June 7, 2026
Quit While You’re Ahead
KNN early termination in Manticore Search
Search results got faster, and the comments instantly turned into a speed-vs-accuracy cage match
TLDR: Manticore made its search engine faster by teaching it to stop once results have basically settled, cutting a lot of wasted work on big searches. Commenters loved the speed boost but instantly split over the eternal drama: smart efficiency win, or dangerous flirtation with “close enough”?
Manticore Search just rolled out a clever way to stop searching sooner when the answer is already obvious, and yes, the community immediately turned that into a full-blown comment-section showdown. The basic idea is simple: when the system is hunting for similar results, it often keeps doing extra work long after the best matches are already clear. Manticore says its new "early termination" trick cuts that wasted effort hard — on a 1 million-item test, the work dropped to about 65% at smaller result sizes, and as low as 20% when asking for huge piles of results. In plain English: less grinding, more speed.
And the reactions? Very online. One camp basically cheered, calling it the most satisfying kind of engineering win: making things faster by noticing when to quit.
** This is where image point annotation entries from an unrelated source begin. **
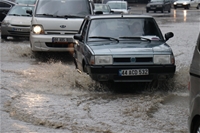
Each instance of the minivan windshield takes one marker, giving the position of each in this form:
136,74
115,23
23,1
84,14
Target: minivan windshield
63,8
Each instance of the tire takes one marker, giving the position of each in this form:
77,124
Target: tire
196,128
162,10
3,37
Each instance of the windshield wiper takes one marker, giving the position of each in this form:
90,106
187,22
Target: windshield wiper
136,38
71,16
104,37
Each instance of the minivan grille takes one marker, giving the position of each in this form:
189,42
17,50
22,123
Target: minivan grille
132,60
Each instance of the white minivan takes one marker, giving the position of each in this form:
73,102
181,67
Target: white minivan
55,22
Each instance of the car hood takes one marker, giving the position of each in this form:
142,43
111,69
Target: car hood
59,24
18,20
129,47
155,3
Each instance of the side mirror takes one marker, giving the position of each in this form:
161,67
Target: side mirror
168,35
29,12
98,12
78,37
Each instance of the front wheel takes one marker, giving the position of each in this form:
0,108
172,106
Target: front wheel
3,37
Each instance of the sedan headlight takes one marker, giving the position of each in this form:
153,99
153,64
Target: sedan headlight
163,59
101,60
5,23
38,29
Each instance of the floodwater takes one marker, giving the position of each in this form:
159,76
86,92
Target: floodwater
45,94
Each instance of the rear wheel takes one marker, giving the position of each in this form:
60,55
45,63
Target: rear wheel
196,128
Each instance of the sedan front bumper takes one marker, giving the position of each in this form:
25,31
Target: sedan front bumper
111,73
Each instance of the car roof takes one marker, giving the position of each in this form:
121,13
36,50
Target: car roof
104,16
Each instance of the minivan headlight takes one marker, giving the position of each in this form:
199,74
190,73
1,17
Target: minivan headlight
38,29
101,60
163,59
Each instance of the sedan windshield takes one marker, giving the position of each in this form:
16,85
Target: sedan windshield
117,5
63,7
20,10
124,28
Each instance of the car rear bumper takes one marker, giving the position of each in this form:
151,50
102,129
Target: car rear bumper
107,73
44,43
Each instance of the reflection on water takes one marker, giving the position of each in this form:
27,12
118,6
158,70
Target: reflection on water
184,15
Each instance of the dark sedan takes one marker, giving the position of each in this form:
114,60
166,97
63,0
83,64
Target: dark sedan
194,89
159,5
5,6
123,48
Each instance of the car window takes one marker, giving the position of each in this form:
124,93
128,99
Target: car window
99,7
124,28
117,5
63,7
32,2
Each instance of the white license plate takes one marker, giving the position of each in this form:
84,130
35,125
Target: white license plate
55,39
17,29
133,72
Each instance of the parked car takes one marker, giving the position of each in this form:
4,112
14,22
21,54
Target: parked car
55,22
194,91
102,7
123,48
118,6
159,5
5,6
187,4
17,22
28,2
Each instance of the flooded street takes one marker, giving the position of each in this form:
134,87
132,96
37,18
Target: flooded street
45,94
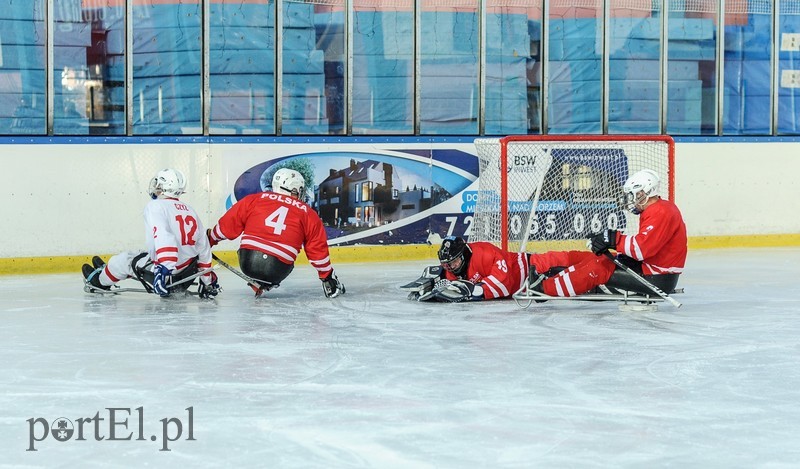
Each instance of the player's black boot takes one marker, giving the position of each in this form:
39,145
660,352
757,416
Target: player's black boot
92,276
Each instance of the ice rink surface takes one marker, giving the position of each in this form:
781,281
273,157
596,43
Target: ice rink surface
373,380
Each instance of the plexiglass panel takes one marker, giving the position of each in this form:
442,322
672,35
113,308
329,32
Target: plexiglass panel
575,67
634,87
316,87
383,67
167,67
242,67
510,60
748,48
104,86
789,68
72,39
22,58
691,103
449,38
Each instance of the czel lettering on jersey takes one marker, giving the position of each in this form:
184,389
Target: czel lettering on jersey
286,200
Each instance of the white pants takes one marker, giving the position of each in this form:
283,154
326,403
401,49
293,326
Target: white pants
119,267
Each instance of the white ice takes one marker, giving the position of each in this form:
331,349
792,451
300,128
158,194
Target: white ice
373,380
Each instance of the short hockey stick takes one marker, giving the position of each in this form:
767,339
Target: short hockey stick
642,280
251,282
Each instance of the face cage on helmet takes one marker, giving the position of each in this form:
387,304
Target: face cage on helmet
156,190
454,265
633,201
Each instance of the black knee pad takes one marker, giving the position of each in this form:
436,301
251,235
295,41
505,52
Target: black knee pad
263,267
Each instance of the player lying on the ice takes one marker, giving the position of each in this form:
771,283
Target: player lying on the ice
470,272
177,248
478,271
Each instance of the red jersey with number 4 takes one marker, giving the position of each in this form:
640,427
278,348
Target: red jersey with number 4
661,241
278,225
499,273
175,235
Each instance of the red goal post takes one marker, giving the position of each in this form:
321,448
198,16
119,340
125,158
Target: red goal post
548,192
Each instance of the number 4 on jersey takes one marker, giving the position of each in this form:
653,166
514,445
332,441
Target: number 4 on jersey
276,220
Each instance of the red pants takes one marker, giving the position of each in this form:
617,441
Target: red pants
584,272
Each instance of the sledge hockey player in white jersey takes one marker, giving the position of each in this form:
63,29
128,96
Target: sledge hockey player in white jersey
177,247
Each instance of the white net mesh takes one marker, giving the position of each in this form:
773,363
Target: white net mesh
574,183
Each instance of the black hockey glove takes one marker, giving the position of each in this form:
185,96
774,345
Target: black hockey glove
208,287
331,286
603,241
162,279
457,291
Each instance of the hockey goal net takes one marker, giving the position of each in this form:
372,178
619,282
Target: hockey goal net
551,192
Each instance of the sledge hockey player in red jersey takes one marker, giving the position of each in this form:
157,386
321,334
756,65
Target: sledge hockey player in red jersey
274,226
177,247
657,252
477,271
470,272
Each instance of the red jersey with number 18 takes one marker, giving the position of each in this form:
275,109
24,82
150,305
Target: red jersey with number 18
277,225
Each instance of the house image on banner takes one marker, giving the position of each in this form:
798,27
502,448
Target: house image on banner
370,193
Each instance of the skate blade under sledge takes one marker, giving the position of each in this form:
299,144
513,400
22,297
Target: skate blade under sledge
628,301
185,284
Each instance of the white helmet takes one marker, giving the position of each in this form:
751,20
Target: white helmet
638,188
168,183
289,182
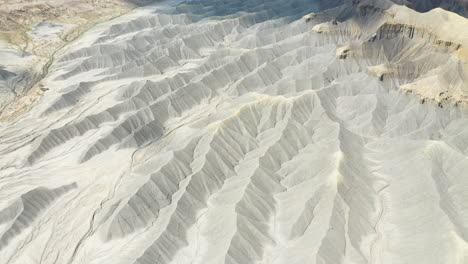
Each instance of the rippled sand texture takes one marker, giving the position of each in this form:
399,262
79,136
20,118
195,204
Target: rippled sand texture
246,132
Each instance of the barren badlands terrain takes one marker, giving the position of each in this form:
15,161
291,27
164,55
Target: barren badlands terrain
237,132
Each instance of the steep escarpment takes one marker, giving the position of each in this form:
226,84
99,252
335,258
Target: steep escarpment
245,132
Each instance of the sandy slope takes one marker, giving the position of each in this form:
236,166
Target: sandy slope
246,132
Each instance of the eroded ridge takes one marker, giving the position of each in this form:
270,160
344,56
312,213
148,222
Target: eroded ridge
237,132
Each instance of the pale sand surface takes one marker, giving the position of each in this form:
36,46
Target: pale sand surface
208,132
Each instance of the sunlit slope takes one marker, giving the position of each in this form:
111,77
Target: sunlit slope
245,132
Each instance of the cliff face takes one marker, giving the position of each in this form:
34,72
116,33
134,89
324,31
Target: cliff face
424,54
211,131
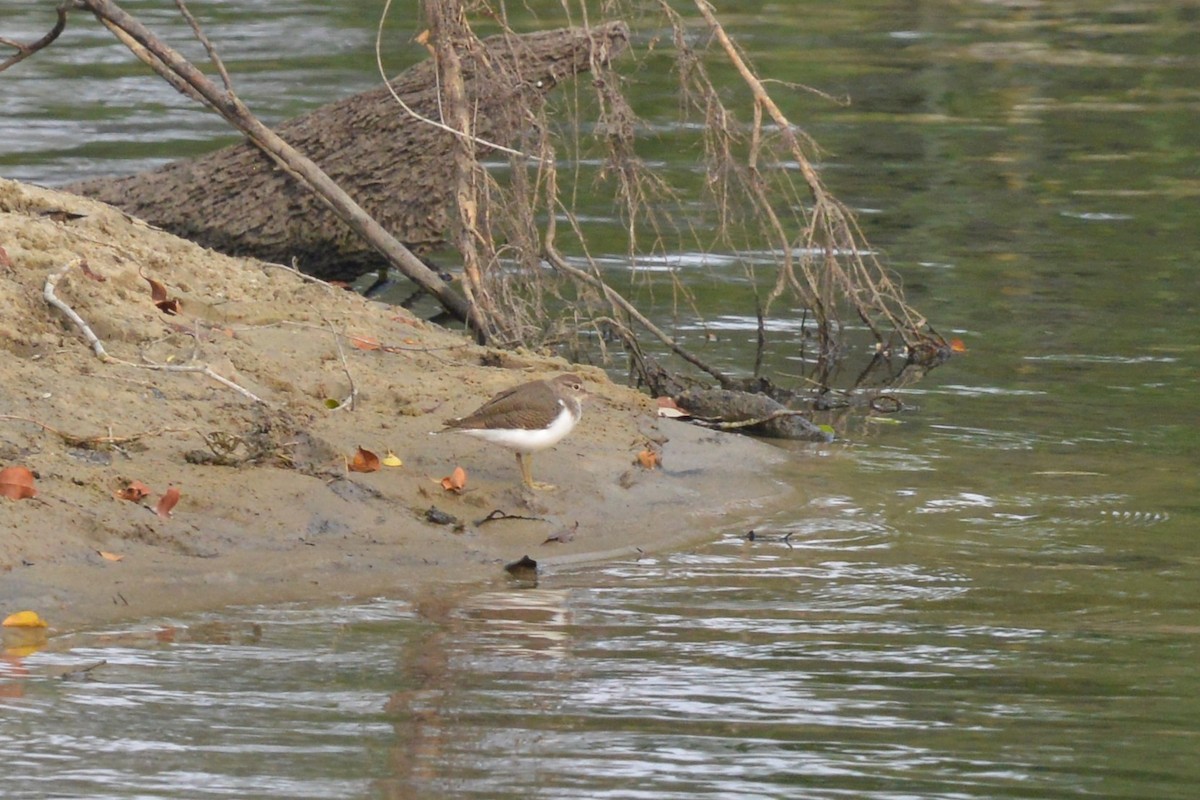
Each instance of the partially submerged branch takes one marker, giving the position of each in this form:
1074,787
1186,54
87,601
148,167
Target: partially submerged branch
186,78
Another camp immediately went into suspicious-parent mode: "Cool, but what exactly are we losing when it stops early?" Manticore says the quality hit should stay tiny — around 2-4% compared with doing the full search — but that was enough to spark the classic argument: is a small drop acceptable if users get results faster?
The jokes wrote themselves. Commenters compared it to leaving a party once the vibe peaks, ending a meeting when nobody has new ideas, and knowing when to stop scrolling because the algorithm is just showing you leftovers. The hottest mood in the room was a mix of admiration and side-eye: smart optimization or just a fancy new way to say "good enough"?
Key Points
- •Manticore Search uses HNSW for native vector search across millions of documents and introduced early termination to stop searches once results have effectively converged.
- •The article says HNSW continues exploring even after improvements become rare, creating unnecessary distance computations late in the search.
- •The benefit of early termination increases with larger k values because retrieving more neighbors requires more graph exploration and more post-convergence work.
- •Vector quantization and default 3x oversampling increase candidate exploration and latency, which makes early termination more valuable.
- •On a 1 million-vector benchmark, early termination reduced distance computations to about 65% of full search at k=60, 30% at k=1000, and 20% at k=10000, while targeting only 2-4% precision loss.